気候区分1~4地域での、Q1.0住宅のレベル3の標準的な仕様を、表2に示します。

表2 Q1.0住宅レベル3の断熱仕様
表2 Q1.0住宅レベル3の断熱仕様

ここで注目してほしいのが、外壁断熱が高性能GW210㎜クラスが必要となり、北海道の1地域は250㎜ぐらいの性能が必要となることです。その外壁断熱のいろいろな仕様を表3に示します。

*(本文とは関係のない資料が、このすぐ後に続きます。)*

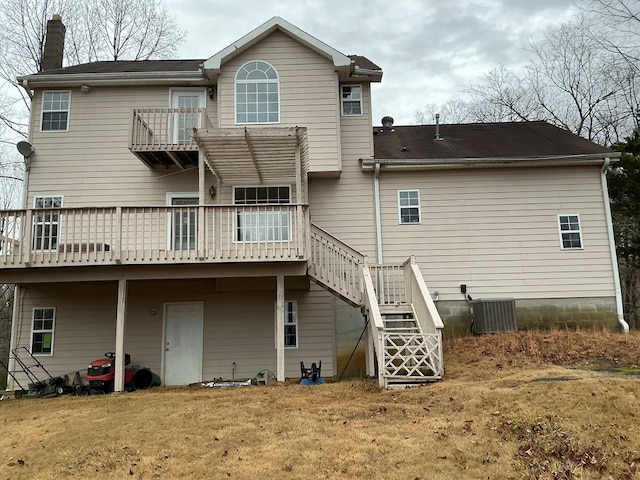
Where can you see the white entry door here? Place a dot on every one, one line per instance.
(187, 115)
(183, 343)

表3 Q1.0住宅レベル1〜3を実現するために必要な外壁断熱構成
表3 Q1.0住宅レベル1〜3を実現するために必要な外壁断熱構成

標準的な高性能GWを採用した場合と、最近の更に高性能なGWを採用した場合の、外壁の熱貫流率を計算した値を表示しています。発泡プラスティック断熱材も性能に幅がありますが、ここでは代表としてやはり最近使われ始めた高性能な押出発泡ポリスチレンで計算しています。

私たちは不燃断熱材であるGWを使って、①、④、⑤の工法を採用しています。②が、最近北海道の高断熱住宅で普及し始めている工法です。しかしこの工法の採用に、私は反対です。30年ほど前に発泡断熱材の外張り工法が普及し始めた頃から、私は木材に比べるとはるかに柔らかい断熱材を木材で挟んで長い釘で留める工法の不安定さと、火災に弱い点を指摘してきました。Bの断熱材を留める長いビスが間柱から外れてしまうのです。もしこの工法を採用するならば、③の工法とすれば、熱貫流率は多少落ちますが、長いビスを使わずに釘だけで施工できます。そしてこの方が、コストも安く手早く施工できます。しかし、火災に弱いという点は残ります。

発泡断熱材はGWに比べて性能が高いので、壁厚をあまり厚くしないで、断熱性能を高めることができます。私たちは、発泡断熱材を利用しながら、④、⑤の工法を考案しました。このような構成とすると、隣の家の火災が、通気層から火が入り延焼する危険性を大幅に減らすことができると考えています。④は、GWだけだと250㎜級の断熱性能となり、⑤は300㎜級の断熱性能となります。